By John Andersen, Senior Director, Solution Architecture (AI/ML)
With the recent advancements in AI over the past several months (e.g., generative AI, ChatGPT), it has become abundantly clear that AI is no longer influencing back-office processes for large enterprises. Rather, it is becoming more consumer focused, empowering the lives of everyone. While this recent AI transformation and resurgence is still being researched and not yet realizing tangible business value, the time will soon come when AI is directly impacting customer experiences. What needs to happen prior to the scale that the market is predicting though? There are several key components that this paper will focus on that should be considered as high priority capabilities to fully humanize these intelligent experiences driven by AI/ML.
A critical component to providing meaningful & intuitive experiences to individuals is around personalization. While a model may predict the same outcome to two people, the way that information should be rendered to each person could be done differently. It’s necessary then to move towards an understanding of context. This context should be derived through a combination of data & models.
There are three important attributes one should consider when looking to drive personalization: 1) Declarative Information – what data has been explicitly collected and cataloged around an individual, such as their demographic history. 2) Observations – analytics & trends that can be aggregated to observe behavioral characteristics. 3) Inferences – outputs of machine learning models to provide insights into each person, such as likelihood scores & recommendations.
Through incremental build-out of these important types of attributes around an individual, we can then begin to understand the journey that person is taking. Like how a GPS system guides you to get from point A to point B, AI should predict the trajectory that humans are taking as it relates to achieving a goal or KPI. And just how GPS systems alert you of more optimized routes based on external factors in real-time, through personalization we can alter customer journeys and impact the trajectory through more meaningful & contextual experiences. These experiences should be rendered through an omni-channel experience, sending the right contextual message, at the right time, through the right channel (e.g., web, mobile, chat).
Trust needs to be top of mind across all stages of AI, from the very beginning when considering which datasets are required to train a model, to being transparent of why a decision was made to an end user. Because trust is so critical across the development & operationalization of AI, and since the construction of an AI requires a multi-role team, then the concept of trust should extend across a variety of personas. For example, data scientists, legal/compliance, & consumers would all have very different definitions of what trust is as it relates to AI. Therefore, trust should be viewed as an end-to-end governance policy, looking at how we can enable the collaboration across teams more effectively, reducing the otherwise known friction.
When providing an insight to an end user, the first question that person might ask is, “How can I trust this decision?” This may be a difficult question to answer, especially since most models built today are still very much black-box systems. Not being able to provide a level of explanability that makes sense to a non-technical audience, may be enough for that individual to discount to insight completely. Therefore, every decision being made must have a level of explanability that can be presented to an end user. With access to a variety of methodologies, like SHAP and counterfactual explanations, models need to be transparent for consumers to leverage AI and unlock its full potential.
Another factor of trust that one should consider is around fairness/bias. Without a clear understanding of data validity and drift, it becomes difficult to understand if any bias has been introduced when training a model. This has a broader impact on risk for organizations, as well as from a regulatory perspective. Similar to how we need to impose guardrails and standards on what is deemed socially acceptable from a human standpoint, the same measurements and controls need to be applied to AI.
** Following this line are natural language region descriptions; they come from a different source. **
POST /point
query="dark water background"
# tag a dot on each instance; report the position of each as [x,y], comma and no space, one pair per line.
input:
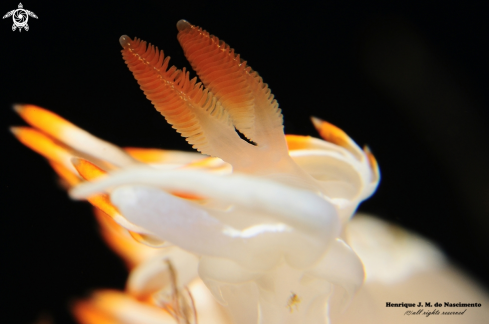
[409,80]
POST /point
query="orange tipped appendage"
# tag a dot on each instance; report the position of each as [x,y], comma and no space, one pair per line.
[335,135]
[183,102]
[43,119]
[374,166]
[72,136]
[241,90]
[122,242]
[69,178]
[297,142]
[222,72]
[44,145]
[86,313]
[89,171]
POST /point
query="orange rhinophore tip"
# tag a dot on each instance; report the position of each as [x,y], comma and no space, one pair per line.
[335,135]
[44,145]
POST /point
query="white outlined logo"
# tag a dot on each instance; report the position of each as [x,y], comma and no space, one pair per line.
[20,17]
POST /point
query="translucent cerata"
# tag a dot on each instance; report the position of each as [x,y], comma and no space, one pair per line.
[252,229]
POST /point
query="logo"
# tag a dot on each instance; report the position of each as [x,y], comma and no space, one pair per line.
[20,17]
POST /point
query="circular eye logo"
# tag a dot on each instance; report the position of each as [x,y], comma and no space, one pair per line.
[20,17]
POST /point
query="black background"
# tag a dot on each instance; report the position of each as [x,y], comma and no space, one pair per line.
[409,80]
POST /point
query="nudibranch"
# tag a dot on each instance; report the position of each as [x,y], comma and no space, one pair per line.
[257,215]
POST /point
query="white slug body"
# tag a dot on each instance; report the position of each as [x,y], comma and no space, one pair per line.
[264,220]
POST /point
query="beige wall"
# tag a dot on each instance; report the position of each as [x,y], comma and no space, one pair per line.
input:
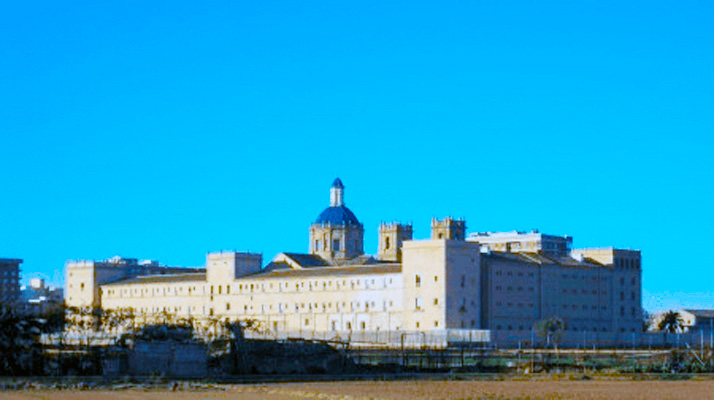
[433,271]
[303,301]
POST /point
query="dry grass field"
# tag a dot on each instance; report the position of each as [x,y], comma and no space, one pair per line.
[413,390]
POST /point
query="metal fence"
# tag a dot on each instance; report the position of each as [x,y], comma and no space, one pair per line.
[385,339]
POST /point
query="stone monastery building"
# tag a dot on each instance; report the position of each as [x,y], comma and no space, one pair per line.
[503,282]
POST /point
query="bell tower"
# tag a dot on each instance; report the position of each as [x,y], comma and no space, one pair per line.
[448,229]
[337,235]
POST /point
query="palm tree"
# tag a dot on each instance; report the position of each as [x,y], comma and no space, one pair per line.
[671,322]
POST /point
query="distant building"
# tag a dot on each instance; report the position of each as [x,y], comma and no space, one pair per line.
[84,278]
[505,282]
[9,280]
[698,320]
[526,242]
[37,298]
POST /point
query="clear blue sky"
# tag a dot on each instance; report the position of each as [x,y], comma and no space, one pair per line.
[167,130]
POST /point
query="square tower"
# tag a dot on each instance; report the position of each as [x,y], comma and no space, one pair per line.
[391,237]
[441,281]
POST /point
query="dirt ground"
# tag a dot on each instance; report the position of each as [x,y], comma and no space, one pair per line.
[413,390]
Finally, it is imperative that these standards & controls are imposed early on with these emerging technologies like generative AI & ChatGPT to provide the fastest path forward to unlocking business value.
A final high-priority component to consider when influencing personal, customer experiences, is the monetary value that an organization hopes to achieve to justify the expense. While the head of a business unit is interested in the technical metrics of a model (e.g., accuracy), they also are acutely concerned with the quantifiable business value that can be realized (e.g., increase revenue), and there is a disconnect between the two.
Typically, organizations will test different types of customer experiences as it relates to a specific KPI through a series of A/B tests across a pilot population. The downside of this is that the expected target value could take a very long time to be realized. Additionally, this creates poor experiences for a subset of individuals that have been targeted with non-optimal outreaches, reducing customer satisfaction.
To replace this archaic methodology, it becomes critical to simulate the effectiveness of the outreach prior to ever deploying it in production. An airplane would never be built from scratch and tested on live passengers, rather it would run through a series of simulations to ensure it can withstand the expected factors that it would face in a reality. The same principal needs to be considered with AI, and provide the business justification that the value will be achieved in a reasonable timeframe.
Through the recent transformation of AI, and the shift from back-office processes to consumer based, AI will unlock new avenues never previously thought of. To provide a more seamless transition & adoption, however, we must look across these three critical pillars of personalization, trust, and simulation to take full advantage of what AI is now possible of.